India’s Path to Developed Economy Status: Avoiding the Middle-Income Trap | Arvind Panagariya

New Delhi – India is poised to become the world’s third-largest economy by the end of 2026, potentially surpassing predictions, according to economist Arvind Panagariya. The projection, based on a sustained average growth rate of 10.2% in current dollar terms over the past two decades, suggests India’s GDP could reach $5 trillion in 2026 and $5.5 trillion in 2027.

Panagariya, formerly the vice-chairman of NITI Aayog, presented these findings during the 18th CD Deshmukh lecture organized by the Reserve Bank of India. His analysis indicates that India is on track to avoid the “middle-income trap” that has historically hindered the economic progress of nations in Latin America and Southeast Asia.

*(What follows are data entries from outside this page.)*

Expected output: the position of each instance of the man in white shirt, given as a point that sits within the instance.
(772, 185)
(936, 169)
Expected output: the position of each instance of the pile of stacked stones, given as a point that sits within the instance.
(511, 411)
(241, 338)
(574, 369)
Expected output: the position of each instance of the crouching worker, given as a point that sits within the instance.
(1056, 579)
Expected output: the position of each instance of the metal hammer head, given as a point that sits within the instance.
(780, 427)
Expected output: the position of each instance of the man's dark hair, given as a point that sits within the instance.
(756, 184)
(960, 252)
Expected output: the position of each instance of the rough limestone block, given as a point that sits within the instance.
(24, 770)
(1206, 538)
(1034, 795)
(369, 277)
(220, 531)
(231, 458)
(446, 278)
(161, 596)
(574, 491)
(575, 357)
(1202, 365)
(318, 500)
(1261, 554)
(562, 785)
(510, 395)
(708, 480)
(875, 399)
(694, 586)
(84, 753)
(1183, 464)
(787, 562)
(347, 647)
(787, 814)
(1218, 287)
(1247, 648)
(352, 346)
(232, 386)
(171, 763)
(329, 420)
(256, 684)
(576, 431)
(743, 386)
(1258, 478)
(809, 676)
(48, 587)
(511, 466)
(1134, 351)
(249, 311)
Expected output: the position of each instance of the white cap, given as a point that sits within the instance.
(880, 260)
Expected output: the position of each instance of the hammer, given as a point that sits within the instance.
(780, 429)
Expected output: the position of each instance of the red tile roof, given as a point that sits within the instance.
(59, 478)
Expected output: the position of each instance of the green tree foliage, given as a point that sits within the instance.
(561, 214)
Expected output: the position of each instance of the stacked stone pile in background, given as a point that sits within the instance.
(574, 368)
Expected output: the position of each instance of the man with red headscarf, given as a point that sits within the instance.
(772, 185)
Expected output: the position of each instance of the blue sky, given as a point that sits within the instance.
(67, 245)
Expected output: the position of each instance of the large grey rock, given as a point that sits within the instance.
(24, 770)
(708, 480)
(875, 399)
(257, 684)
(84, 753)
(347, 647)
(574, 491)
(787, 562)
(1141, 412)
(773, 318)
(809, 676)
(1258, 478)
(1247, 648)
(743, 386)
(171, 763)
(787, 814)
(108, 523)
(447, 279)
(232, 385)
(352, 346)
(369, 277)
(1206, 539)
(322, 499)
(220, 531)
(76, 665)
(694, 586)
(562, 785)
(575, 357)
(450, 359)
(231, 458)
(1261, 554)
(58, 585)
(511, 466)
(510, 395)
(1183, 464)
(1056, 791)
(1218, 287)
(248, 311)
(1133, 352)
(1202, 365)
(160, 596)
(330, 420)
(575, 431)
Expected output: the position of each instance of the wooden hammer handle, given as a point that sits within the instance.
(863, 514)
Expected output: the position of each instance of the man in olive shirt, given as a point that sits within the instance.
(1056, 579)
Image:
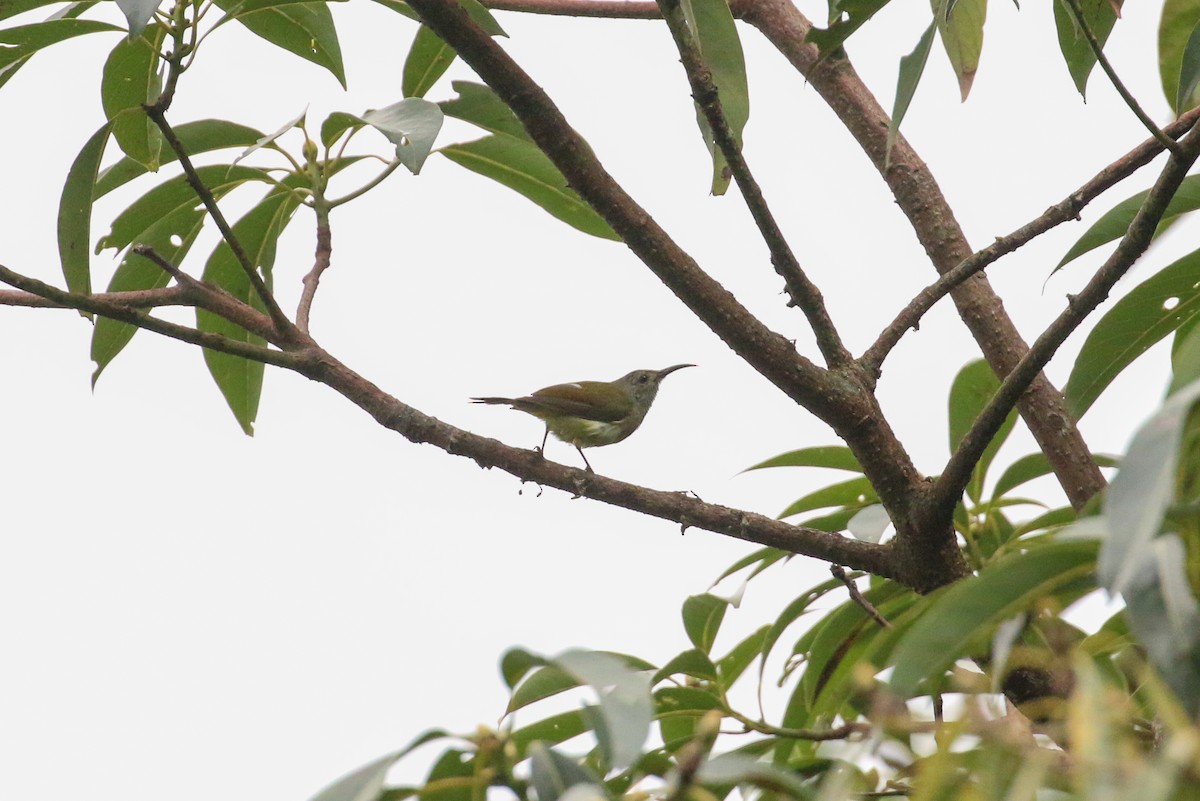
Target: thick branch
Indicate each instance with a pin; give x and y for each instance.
(839, 401)
(1141, 230)
(933, 220)
(1065, 210)
(803, 291)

This potential success is attributed to favorable demographics, improvements in economic governance and civil administration, and recent trade agreements.

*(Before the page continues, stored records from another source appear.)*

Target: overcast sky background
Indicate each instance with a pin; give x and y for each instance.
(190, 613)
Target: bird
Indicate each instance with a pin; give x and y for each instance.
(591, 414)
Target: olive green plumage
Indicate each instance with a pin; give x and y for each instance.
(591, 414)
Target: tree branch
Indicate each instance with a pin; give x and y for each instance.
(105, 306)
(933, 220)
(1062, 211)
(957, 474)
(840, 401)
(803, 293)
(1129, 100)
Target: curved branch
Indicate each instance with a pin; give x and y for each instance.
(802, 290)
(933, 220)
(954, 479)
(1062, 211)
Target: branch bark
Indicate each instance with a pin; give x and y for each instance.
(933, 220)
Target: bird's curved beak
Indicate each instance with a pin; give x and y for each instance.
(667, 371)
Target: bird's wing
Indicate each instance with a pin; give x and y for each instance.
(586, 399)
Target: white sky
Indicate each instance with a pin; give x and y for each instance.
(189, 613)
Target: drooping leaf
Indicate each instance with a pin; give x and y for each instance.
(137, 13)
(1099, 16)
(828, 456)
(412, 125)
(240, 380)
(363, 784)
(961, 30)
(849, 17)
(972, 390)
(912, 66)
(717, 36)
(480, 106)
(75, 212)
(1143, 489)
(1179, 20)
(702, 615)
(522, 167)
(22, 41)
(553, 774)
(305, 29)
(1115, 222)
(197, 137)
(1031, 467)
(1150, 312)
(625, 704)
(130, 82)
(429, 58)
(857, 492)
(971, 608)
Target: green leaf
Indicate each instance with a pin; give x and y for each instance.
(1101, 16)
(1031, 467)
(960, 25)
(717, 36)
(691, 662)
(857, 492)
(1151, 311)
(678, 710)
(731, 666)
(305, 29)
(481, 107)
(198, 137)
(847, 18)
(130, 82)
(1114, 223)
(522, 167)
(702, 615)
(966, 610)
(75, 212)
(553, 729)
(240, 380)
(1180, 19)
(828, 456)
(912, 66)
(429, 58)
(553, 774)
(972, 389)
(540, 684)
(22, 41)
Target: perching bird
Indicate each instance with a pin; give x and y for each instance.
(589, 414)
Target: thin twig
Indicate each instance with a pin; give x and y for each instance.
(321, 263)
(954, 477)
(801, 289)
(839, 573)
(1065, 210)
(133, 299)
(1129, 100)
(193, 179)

The assessment aligns with Prime Minister Narendra Modi’s ambition to transform India into a developed economy by August 15, 2047 – the centenary of Indian independence. Recent infrastructure development and the government’s willingness to implement large-scale economic reforms are cited as key factors supporting this trajectory.

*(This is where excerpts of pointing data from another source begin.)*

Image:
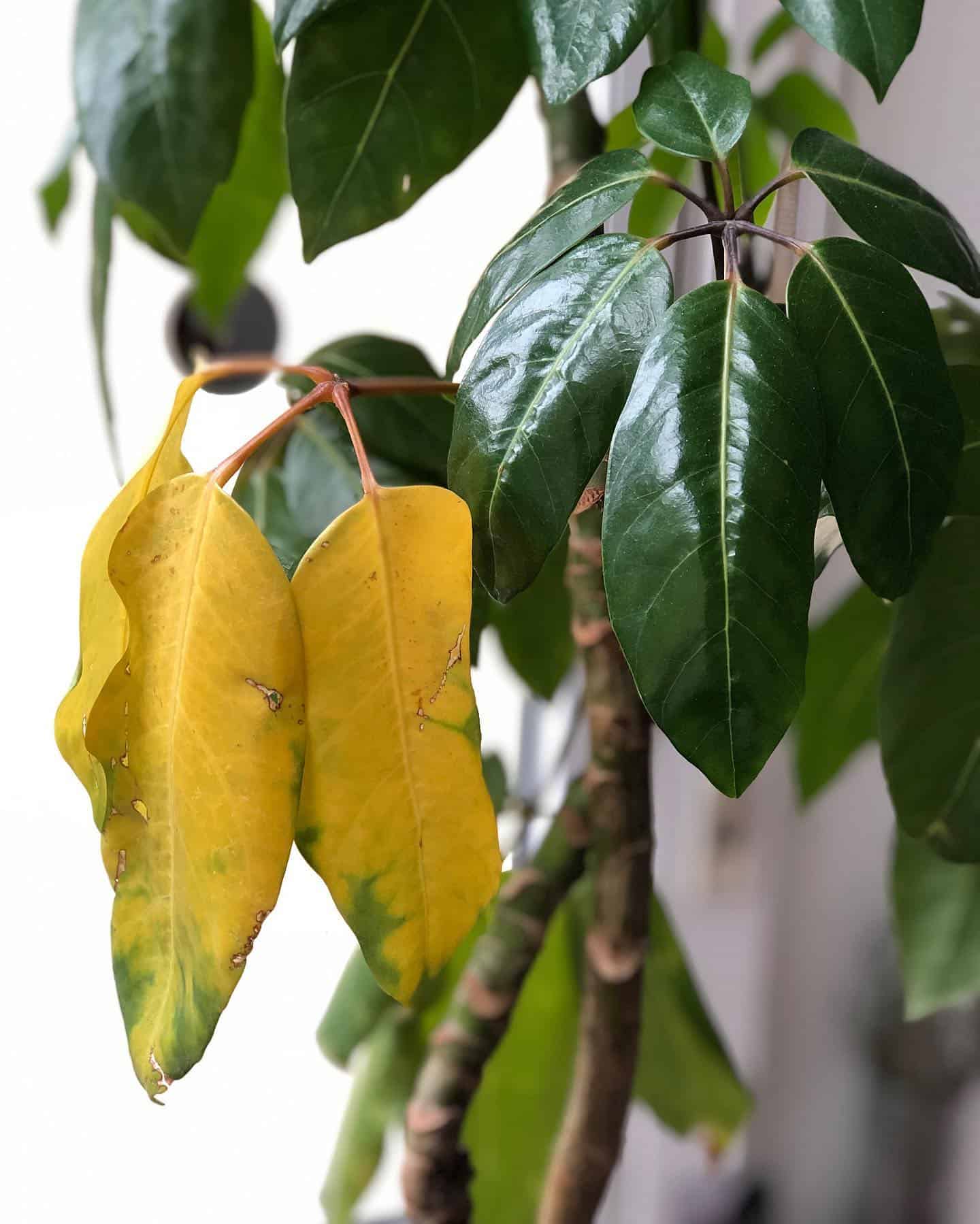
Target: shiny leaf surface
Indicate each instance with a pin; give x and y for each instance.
(708, 529)
(162, 87)
(874, 36)
(888, 210)
(537, 408)
(930, 714)
(395, 814)
(600, 190)
(387, 98)
(214, 741)
(689, 105)
(894, 425)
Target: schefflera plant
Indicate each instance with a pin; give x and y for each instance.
(723, 416)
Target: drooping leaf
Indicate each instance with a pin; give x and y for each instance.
(214, 741)
(576, 42)
(410, 431)
(395, 814)
(600, 190)
(936, 911)
(242, 210)
(689, 105)
(387, 98)
(894, 425)
(536, 631)
(162, 87)
(708, 529)
(839, 712)
(888, 210)
(930, 714)
(799, 101)
(874, 36)
(537, 408)
(684, 1072)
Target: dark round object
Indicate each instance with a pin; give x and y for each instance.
(250, 327)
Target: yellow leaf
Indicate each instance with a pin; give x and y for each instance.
(102, 621)
(212, 709)
(395, 814)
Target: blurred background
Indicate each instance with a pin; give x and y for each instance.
(783, 911)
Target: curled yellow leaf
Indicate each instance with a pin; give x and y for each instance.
(395, 814)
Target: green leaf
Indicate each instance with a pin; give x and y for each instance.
(708, 528)
(894, 425)
(684, 1072)
(242, 210)
(162, 87)
(798, 101)
(930, 714)
(936, 907)
(967, 495)
(387, 98)
(689, 105)
(888, 210)
(55, 191)
(874, 36)
(576, 42)
(600, 190)
(772, 33)
(410, 431)
(534, 628)
(839, 712)
(539, 401)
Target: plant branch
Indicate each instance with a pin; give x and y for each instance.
(436, 1170)
(620, 838)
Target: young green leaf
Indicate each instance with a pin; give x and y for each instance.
(600, 190)
(537, 408)
(162, 87)
(214, 741)
(888, 210)
(576, 42)
(936, 912)
(874, 36)
(395, 813)
(387, 98)
(930, 716)
(894, 432)
(689, 105)
(839, 712)
(708, 528)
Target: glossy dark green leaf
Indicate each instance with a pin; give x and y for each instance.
(839, 712)
(874, 36)
(410, 431)
(708, 528)
(888, 210)
(536, 628)
(386, 98)
(967, 386)
(600, 190)
(684, 1074)
(539, 401)
(936, 911)
(242, 210)
(930, 712)
(575, 42)
(689, 105)
(799, 101)
(162, 87)
(894, 425)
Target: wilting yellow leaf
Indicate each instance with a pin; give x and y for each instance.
(212, 710)
(395, 814)
(102, 621)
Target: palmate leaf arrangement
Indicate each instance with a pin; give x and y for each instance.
(292, 663)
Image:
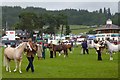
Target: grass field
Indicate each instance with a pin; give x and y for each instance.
(0, 63)
(76, 29)
(75, 66)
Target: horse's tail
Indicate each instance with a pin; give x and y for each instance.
(5, 61)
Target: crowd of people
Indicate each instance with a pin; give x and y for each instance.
(31, 51)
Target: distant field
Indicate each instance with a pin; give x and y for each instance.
(75, 66)
(0, 63)
(76, 29)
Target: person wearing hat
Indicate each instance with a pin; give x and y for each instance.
(30, 55)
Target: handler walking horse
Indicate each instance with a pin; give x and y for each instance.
(14, 54)
(112, 48)
(59, 48)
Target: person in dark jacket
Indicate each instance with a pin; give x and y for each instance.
(30, 55)
(85, 47)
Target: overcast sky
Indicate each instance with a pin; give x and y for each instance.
(90, 5)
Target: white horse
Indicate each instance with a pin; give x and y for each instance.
(112, 48)
(14, 54)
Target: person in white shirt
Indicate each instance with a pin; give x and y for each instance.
(97, 47)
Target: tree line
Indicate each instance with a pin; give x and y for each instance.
(50, 21)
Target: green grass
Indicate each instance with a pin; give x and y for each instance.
(0, 63)
(79, 29)
(75, 66)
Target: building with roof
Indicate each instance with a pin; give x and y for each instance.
(108, 31)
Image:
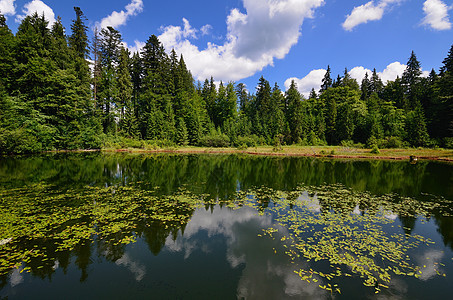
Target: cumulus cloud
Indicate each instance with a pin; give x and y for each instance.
(367, 12)
(309, 82)
(266, 31)
(436, 15)
(38, 7)
(137, 47)
(206, 29)
(7, 7)
(314, 78)
(116, 19)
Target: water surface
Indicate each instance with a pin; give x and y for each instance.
(223, 226)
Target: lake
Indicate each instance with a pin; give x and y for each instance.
(164, 226)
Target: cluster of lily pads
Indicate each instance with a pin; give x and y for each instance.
(349, 230)
(352, 232)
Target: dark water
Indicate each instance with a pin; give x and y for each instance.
(211, 251)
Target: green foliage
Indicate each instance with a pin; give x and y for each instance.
(152, 96)
(215, 139)
(375, 150)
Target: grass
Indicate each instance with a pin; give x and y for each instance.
(315, 151)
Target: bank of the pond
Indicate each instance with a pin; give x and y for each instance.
(310, 151)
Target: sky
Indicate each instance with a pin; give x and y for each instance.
(282, 40)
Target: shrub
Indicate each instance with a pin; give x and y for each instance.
(215, 140)
(375, 150)
(19, 141)
(248, 141)
(448, 142)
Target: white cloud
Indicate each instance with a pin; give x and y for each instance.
(392, 71)
(314, 78)
(267, 30)
(116, 19)
(309, 82)
(367, 12)
(358, 73)
(137, 47)
(206, 29)
(436, 15)
(7, 7)
(39, 7)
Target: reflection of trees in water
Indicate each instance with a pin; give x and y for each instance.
(219, 176)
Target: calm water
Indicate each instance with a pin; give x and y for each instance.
(116, 226)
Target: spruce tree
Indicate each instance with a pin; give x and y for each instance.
(326, 81)
(411, 81)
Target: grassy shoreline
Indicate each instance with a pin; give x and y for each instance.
(308, 151)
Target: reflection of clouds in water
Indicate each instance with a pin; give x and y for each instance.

However, realizing this potential requires focused efforts to facilitate the growth of economic units within the country, Panagariya emphasized. He argued that the growth of small habitations, farms, and enterprises are intrinsically linked, and reforms aimed at expanding businesses in industry and services would generate employment and encourage internal migration.

Geopolitical factors also contribute to India’s advantageous position. Panagariya noted that India is increasingly favored by the United States and European nations, alongside strong relationships with Japan, South Korea, and Southeast Asian countries. This favorable international climate is expected to attract multinational corporations, creating opportunities for Indian goods and services globally.

The 16th Finance Commission, led by Panagariya, recently shifted the logic of fiscal federalism, moving away from a system based on entitlement and population towards one prioritizing efficiency, productivity, and performance. This change, implemented in the Union Budget 2026, adjusts the distribution of tax revenue among states, favoring those with higher GDP contributions – primarily in the south and west – while subjecting debt-heavy states to greater scrutiny. The commission has maintained the states’ overall share in the divisible tax pool at 41% but altered the formula for allocation.

Preliminary calculations suggest that states like Karnataka, Kerala, Gujarat, Haryana, Tamil Nadu, and Maharashtra are expected to benefit from the new fiscal formula, with Karnataka potentially receiving an additional Rs 7,300 crore annually. The long-term implications of this shift in fiscal policy remain to be seen.